Drawing on in-depth interviews carried out with 32 young men aged 18-35 engaged in online betting to some degree, four main themes emerge from his research:
* Gambling has become a normalised aspect of being a sports fan for young men, many of whom increasingly view the casual wagering of money as vital to their enjoyment of sport. For Callum (27), interviewed as part of the research:
“Gambling has ruined sport because you can’t watch it without thinking ‘I should put a fiver on first goal’. All my mates can’t watch it without having a bet anymore. When I was younger, I couldn’t wait to get home from school to see Man United playing in the Champions League … Now, I’m sat there thinking about what I should be betting on tonight. I can’t remember the last time that I just watched the game like a real fan.”
* A perceived ‘facelessness’ of sports gambling platforms via mobile apps has increased people’s inclination to engage in online betting. This represents a distinct shift from an era when individuals had to go to a bookies’ / betting shop to gamble on sports. Joseph (26) explained:
“Why would you walk across the street when it’s all on your phone? It was so easy to pick up my phone and get going.”
* ‘Free bet’ incentives and in-play promotions have played a significant role in enticing more people into online sports betting.
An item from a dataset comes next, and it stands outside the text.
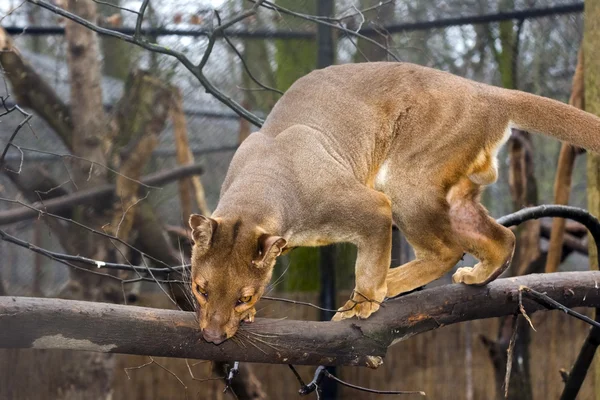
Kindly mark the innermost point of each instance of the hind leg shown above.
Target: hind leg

Josh (23) said:
“It entices people in, definitely. And it encourages you to think bigger. Bet 365 were doing a 100% match bonus if you deposit £200. All of a sudden you think you have £400 credit to wager with. And you have to wager a certain number of times, but the offer has drawn you in by the time you realise.”
* Online sports gambling acts as a slippery slope to other gambling-related harms, including financial precarity, indebtedness, mortgage defaults, which in turn and in some cases is resulting in loss of employment, mental health struggles and family breakdowns. Tom (31) explained:
“I’m in debt to my eyeballs from payday loans. I’m blacklisted with them all. I’m in about £15,000 of debt just from them alone. All for gambling. It took over my life for a while. When my daughter was born, I used to sit on the computer continuous gambling for the day.”
The study, which was carried out in Bristol (England) and Derry (Northern Ireland), comprised three phases of data collection: participatory focus groups, a 30-day gambling diary and semi-structured interviews.
Dr. Darragh McGee from Bath’s Department for Health explains: “This study examined how the growth of online sports gambling has impacted on perceptions of, and participation in, gambling practices among young adult men in the UK.
“It clearly highlights how the exponential growth of online sports gambling has wider social, economic and public health impacts beyond young men’s leisure activities, with revealing and distressing insights from those involved in online gambling on a daily basis.
“And while the COVID-19 pandemic brought the sports gambling market to a temporary halt, the record-breaking viewing figures since the resumption of live sport in recent weeks may well have exacerbated its detrimental impacts for many young men.”
“We urgently need to reframe debates around sports gambling, to recognise it as a public health issue that holds significant implications for individual, family and community wellbeing.”
Reflecting on recent initiatives, including the remote gambling association’s ‘whistle-to-whistle’ ban on adverts during coverage he adds: “It is paramount that reformatory interventions are developed independently of those companies or organisations who hold a commercial interest in the promotion of gambling products.
“Greater accountability should also be asked of key stakeholders within sport, including clubs, athletes, league associations and event organisers who benefit from revenue streams provided by gambling operators without due consideration for the public health implications on their fan base.”
His conclusion highlights Luton Town FC’s decision to reject gambling sponsorship and Everton FC ending of their partnership with SportPesa two years early as important ethical precedents for sporting organisations and athletes to follow in reviewing their sponsorship agreements with gambling operators.
Dr. McGee, who is one of BBC Radio 3 – AHRC’s New Generation Thinkers focusing on this topic, is now expanding this work by shining light on the increasingly global nature of the sports gambling market, the study inspired a new project, recently funded under the British Academy and Global Challenges Research Fund (GCRF) Youth Futures programme.